Everything works great so far, but I need help understanding on how Blocks and Threads work in general and via CudaNative.
In the following statement,
@cuda (A, B) kernel_vadd(d_a, d_b, d_c)
I assume that A is the total number of blocks and B is the total number of threads in each block to run the executions.
It appears that the max number of thread I can specify is 1024, but I can’t figure out that max number of blocks. It is definitely higher than 65535, but lower than 65535 * 65535.
What would be the actual max number of blocks?
My other question is if num_of_blocks * num_of_threads is higher than number of cores on the GPU, the GPU will queue them. Am I correct about this assumption?
How can I find out the max number of threads that I can run concurrently on the GPU? Would that be the same as the number of cores?

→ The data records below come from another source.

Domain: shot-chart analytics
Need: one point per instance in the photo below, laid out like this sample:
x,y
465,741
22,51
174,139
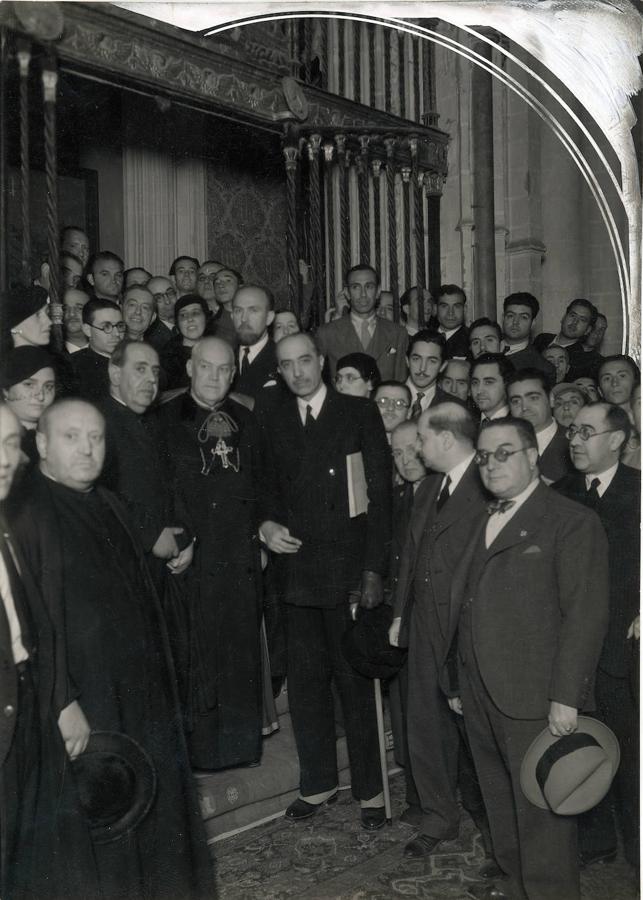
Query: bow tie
x,y
499,506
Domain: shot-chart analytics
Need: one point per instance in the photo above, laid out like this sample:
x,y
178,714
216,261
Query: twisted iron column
x,y
291,155
24,58
342,160
49,86
330,217
406,191
377,167
316,254
364,204
394,286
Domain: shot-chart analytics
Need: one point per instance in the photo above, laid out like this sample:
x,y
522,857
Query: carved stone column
x,y
364,206
291,156
389,143
483,188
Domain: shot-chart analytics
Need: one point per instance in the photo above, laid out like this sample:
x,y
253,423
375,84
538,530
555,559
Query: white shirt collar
x,y
254,349
605,479
546,436
315,402
515,348
457,472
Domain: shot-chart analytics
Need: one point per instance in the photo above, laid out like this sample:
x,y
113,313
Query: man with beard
x,y
94,581
135,466
214,450
252,313
46,848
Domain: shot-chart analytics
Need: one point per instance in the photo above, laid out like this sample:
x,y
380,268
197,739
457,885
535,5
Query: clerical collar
x,y
546,436
605,478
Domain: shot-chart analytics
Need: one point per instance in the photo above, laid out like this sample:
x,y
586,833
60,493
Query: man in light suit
x,y
530,631
363,331
440,530
334,535
596,439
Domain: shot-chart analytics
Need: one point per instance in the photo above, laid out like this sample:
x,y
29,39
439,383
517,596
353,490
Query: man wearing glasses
x,y
601,481
530,631
104,328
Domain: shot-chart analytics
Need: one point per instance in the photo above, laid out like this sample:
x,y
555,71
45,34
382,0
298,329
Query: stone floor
x,y
333,858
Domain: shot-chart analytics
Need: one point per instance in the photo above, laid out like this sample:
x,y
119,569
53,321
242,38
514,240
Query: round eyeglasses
x,y
108,327
500,455
585,432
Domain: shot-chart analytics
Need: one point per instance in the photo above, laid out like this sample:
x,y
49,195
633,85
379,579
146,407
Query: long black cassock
x,y
79,548
215,456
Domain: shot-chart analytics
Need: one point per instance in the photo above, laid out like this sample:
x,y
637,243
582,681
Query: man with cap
x,y
29,387
104,328
25,317
440,530
46,848
91,571
191,314
214,454
601,482
530,628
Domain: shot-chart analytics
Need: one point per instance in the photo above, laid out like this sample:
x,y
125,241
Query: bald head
x,y
211,370
71,443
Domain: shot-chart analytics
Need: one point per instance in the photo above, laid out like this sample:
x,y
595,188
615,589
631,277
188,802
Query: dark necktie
x,y
499,506
309,424
416,409
444,494
592,496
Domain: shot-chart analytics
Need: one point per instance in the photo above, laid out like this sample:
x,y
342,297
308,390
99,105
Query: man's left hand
x,y
563,720
180,563
372,593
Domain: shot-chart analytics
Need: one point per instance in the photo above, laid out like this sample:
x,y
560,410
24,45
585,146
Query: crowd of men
x,y
199,498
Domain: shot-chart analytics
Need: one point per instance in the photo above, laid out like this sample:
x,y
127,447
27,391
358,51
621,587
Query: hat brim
x,y
110,743
586,725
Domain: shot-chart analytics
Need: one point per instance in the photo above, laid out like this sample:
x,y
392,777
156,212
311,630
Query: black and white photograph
x,y
320,449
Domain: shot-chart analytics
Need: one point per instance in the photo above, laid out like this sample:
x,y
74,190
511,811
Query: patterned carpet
x,y
333,858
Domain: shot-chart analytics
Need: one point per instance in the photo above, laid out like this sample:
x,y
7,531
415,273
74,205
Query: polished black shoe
x,y
598,856
300,809
490,869
421,846
412,816
373,818
485,892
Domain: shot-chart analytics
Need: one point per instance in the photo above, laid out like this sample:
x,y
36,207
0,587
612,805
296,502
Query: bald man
x,y
79,547
213,449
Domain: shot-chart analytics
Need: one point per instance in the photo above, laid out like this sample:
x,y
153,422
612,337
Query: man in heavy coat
x,y
531,619
213,451
95,584
326,506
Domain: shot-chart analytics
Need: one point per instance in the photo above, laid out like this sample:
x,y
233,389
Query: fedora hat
x,y
366,646
570,774
116,784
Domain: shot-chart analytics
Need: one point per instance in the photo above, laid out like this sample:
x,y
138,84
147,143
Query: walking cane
x,y
377,687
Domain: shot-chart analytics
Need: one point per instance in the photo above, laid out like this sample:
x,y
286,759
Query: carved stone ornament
x,y
295,98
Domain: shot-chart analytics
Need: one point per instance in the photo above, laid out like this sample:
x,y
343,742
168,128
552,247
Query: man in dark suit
x,y
252,313
450,308
326,506
519,311
363,331
530,630
528,395
46,848
426,359
597,436
439,532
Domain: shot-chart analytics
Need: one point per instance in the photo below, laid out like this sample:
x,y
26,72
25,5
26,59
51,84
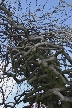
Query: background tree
x,y
39,48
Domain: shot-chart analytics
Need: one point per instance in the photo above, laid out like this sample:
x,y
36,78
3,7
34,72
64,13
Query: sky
x,y
10,82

Yes, the syntax is identical to CUDA’s <<<...>>> syntax (including optional arguments for shared memory and stream). Where CUDA uses dim3, you can just us a single value or a tuple of up to three values for each dimension.
Use the deviceQuery sample, or just query the API using CUDAdrv:
$ /opt/cuda-8.0/samples/1_Utilities/deviceQuery/deviceQuery
/opt/cuda-8.0/samples/1_Utilities/deviceQuery/deviceQuery Starting...

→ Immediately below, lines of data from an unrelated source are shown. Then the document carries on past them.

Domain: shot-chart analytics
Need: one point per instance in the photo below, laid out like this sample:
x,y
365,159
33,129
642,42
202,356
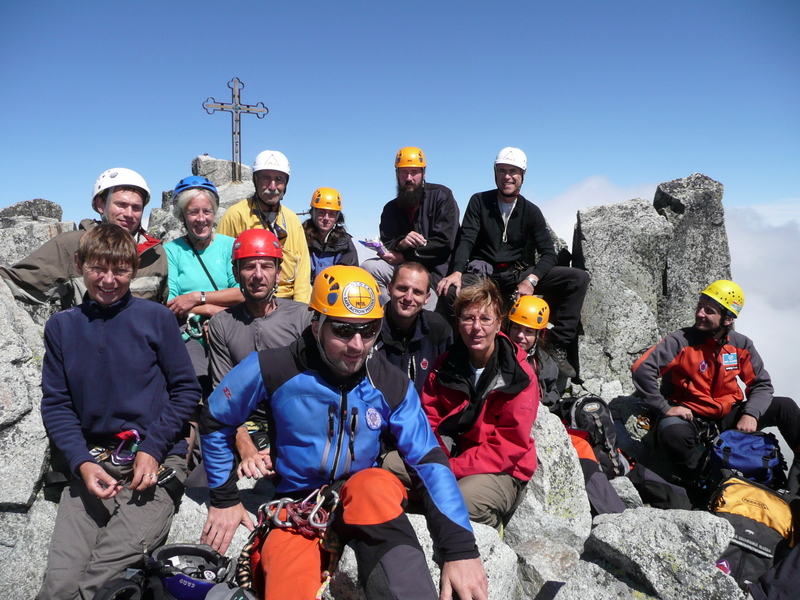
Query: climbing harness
x,y
310,517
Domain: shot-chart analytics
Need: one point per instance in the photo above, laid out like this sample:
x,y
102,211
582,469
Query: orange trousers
x,y
292,564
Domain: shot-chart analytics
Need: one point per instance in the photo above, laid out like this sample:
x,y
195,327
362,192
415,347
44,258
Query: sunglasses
x,y
345,331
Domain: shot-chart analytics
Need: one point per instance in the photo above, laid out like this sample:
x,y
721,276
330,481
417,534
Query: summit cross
x,y
236,108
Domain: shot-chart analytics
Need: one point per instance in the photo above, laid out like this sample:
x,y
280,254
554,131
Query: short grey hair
x,y
183,199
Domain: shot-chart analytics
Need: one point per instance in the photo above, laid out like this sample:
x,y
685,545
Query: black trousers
x,y
680,440
563,288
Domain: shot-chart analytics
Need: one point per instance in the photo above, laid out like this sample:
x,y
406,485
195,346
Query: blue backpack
x,y
755,456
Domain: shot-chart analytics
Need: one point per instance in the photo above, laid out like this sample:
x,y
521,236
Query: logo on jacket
x,y
358,298
374,419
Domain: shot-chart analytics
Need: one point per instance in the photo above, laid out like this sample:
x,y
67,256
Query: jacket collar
x,y
503,368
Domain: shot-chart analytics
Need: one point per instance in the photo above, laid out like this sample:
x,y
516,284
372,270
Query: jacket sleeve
x,y
509,440
650,367
758,384
537,226
350,256
442,229
58,411
445,511
234,399
470,227
219,357
297,246
37,277
183,389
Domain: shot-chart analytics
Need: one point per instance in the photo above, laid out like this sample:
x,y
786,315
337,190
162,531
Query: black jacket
x,y
431,337
481,235
437,221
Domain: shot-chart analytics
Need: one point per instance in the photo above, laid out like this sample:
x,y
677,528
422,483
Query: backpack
x,y
763,527
755,456
592,414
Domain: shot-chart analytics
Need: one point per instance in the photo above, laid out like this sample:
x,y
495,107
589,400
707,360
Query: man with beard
x,y
264,211
331,401
412,338
261,321
499,231
49,273
700,368
421,224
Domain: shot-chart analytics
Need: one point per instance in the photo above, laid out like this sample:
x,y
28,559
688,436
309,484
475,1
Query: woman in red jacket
x,y
481,400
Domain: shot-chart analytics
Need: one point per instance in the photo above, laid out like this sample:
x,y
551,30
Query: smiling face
x,y
408,293
198,216
106,284
345,355
478,326
508,179
524,336
270,187
257,277
710,316
123,208
325,219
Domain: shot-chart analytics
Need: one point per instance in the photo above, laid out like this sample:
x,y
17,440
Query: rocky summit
x,y
647,265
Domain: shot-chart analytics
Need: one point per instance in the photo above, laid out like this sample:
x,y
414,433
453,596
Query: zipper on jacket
x,y
340,439
353,429
327,451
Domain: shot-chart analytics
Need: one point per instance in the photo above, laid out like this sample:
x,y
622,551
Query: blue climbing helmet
x,y
189,571
195,181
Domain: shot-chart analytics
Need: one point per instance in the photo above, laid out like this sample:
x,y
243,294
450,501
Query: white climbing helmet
x,y
272,160
119,177
512,156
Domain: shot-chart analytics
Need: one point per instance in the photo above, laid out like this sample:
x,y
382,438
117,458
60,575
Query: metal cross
x,y
236,108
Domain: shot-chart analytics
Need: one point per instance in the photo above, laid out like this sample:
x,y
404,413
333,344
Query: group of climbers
x,y
315,372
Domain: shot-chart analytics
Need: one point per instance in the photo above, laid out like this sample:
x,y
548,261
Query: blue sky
x,y
608,99
629,93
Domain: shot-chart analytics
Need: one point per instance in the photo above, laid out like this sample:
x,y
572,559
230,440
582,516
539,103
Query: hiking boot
x,y
559,354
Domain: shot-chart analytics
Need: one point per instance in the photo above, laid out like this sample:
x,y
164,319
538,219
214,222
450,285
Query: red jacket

CUDA Device Query (Runtime API) version (CUDART static linking)
Detected 1 CUDA Capable device(s)
Device 0: "GeForce GTX 1080"
CUDA Driver Version / Runtime Version 8.0 / 8.0
CUDA Capability Major/Minor version number: 6.1
Total amount of global memory: 8114 MBytes (8508145664 bytes)
(20) Multiprocessors, (128) CUDA Cores/MP: 2560 CUDA Cores
GPU Max Clock rate: 1734 MHz (1.73 GHz)
Memory Clock rate: 5005 Mhz
Memory Bus Width: 256-bit
L2 Cache Size: 2097152 bytes
Maximum Texture Dimension Size (x,y,z) 1D=(131072), 2D=(131072, 65536), 3D=(16384, 16384, 16384)

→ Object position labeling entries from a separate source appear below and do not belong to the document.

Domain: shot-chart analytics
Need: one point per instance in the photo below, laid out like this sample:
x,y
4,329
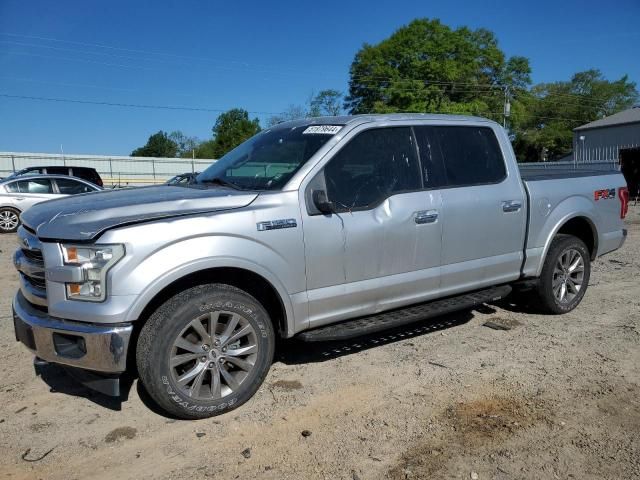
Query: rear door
x,y
381,249
484,211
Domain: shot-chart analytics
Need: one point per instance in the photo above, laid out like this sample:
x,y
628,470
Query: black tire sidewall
x,y
159,333
545,290
17,212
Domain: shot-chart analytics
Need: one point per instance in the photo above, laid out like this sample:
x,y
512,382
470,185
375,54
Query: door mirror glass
x,y
322,203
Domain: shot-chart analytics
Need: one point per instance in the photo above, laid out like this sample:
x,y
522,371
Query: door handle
x,y
511,206
426,216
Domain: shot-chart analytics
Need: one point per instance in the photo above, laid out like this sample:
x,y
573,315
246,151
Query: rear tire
x,y
565,275
205,351
9,220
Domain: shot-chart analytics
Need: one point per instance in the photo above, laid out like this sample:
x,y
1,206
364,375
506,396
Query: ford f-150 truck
x,y
323,229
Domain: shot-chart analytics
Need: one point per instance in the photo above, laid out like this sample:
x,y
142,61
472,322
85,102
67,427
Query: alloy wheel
x,y
213,355
568,276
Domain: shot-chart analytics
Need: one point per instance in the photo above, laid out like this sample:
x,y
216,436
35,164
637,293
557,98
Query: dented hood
x,y
85,217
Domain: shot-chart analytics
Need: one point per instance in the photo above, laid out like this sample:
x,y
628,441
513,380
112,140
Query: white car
x,y
18,194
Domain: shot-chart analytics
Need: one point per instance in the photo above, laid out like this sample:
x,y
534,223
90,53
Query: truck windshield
x,y
268,160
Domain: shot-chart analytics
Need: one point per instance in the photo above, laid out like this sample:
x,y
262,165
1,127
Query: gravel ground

Maximum Layered 1D Texture Size, (num) layers 1D=(32768), 2048 layers
Maximum Layered 2D Texture Size, (num) layers 2D=(32768, 32768), 2048 layers
Total amount of constant memory: 65536 bytes
Total amount of shared memory per block: 49152 bytes
Total number of registers available per block: 65536
Warp size: 32
Maximum number of threads per multiprocessor: 2048
Maximum number of threads per block: 1024
Max dimension size of a thread block (x,y,z): (1024, 1024, 64)
Max dimension size of a grid size (x,y,z): (2147483647, 65535, 65535)
Maximum memory pitch: 2147483647 bytes
Texture alignment: 512 bytes
Concurrent copy and kernel execution: Yes with 2 copy engine(s)
Run time limit on kernels: Yes
Integrated GPU sharing Host Memory: No
Support host page-locked memory mapping: Yes
Alignment requirement for Surfaces: Yes
Device has ECC support: Disabled
Device supports Unified Addressing (UVA): Yes
Device PCI Domain ID / Bus ID / location ID: 0 / 131 / 0
Compute Mode:
< Default (multiple host threads can use ::cudaSetDevice() with device simultaneously) >
deviceQuery, CUDA Driver = CUDART, CUDA Driver Version = 8.0, CUDA Runtime Version = 8.0, NumDevs = 1, Device0 = GeForce GTX 1080
Result = PASS